Statistical Thinking Concept #3: The key to knowing something is to find measures of uncertainty, to make signals stand out.

We can look to the past to see how MUCH sales have varied from week to week so we can estimate next week’s sales within a likely RANGE.

This is why the concept of variation is fundamental to statistics. Variation measures the uncertainty. This routine variation is fundamental to how we can draw knowledge from data because it helps us gauge the amount of uncertainty inherent in whatever it is we want to measure and manage.

And what we’re managing is the pattern of variation, not the points of data!

The implication for us, and for performance measurement, is that we CANNOT find knowledge in individual points of data.

Knowledge can come only from patterns in data. And these patterns are patterns of variation. If the variation reduces or increases or moves, it generally is a signal that something happened to cause a change.

Sometimes when the pattern of variation DOESN’T change, it is also a signal that our efforts are having NO effect!

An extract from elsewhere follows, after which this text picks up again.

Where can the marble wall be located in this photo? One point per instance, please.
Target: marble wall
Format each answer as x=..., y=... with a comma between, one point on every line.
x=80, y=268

You cannot manage business performance without statistical thinking – when you ignore variation and uncertainty, you react to every fluctuation as though it means something significant happened.

But far more often than not, NOTHING significant happened! Those fluctuations are just a natural product of complex and interrelated causes.

So how do we know when something significant happened in a KPI?

How do we know when we need to take action to improve performance? We need to distinguish the routine and natural variation in our performance data from the abnormal or non-routine variation that signals a change.

And it’s easy to do this – even though most people don’t even know about it. It takes just your KPI data, a few easy statistical calculations, and one simple graph that I am now calling a Smart Chart. (They are technically known as XmR charts.)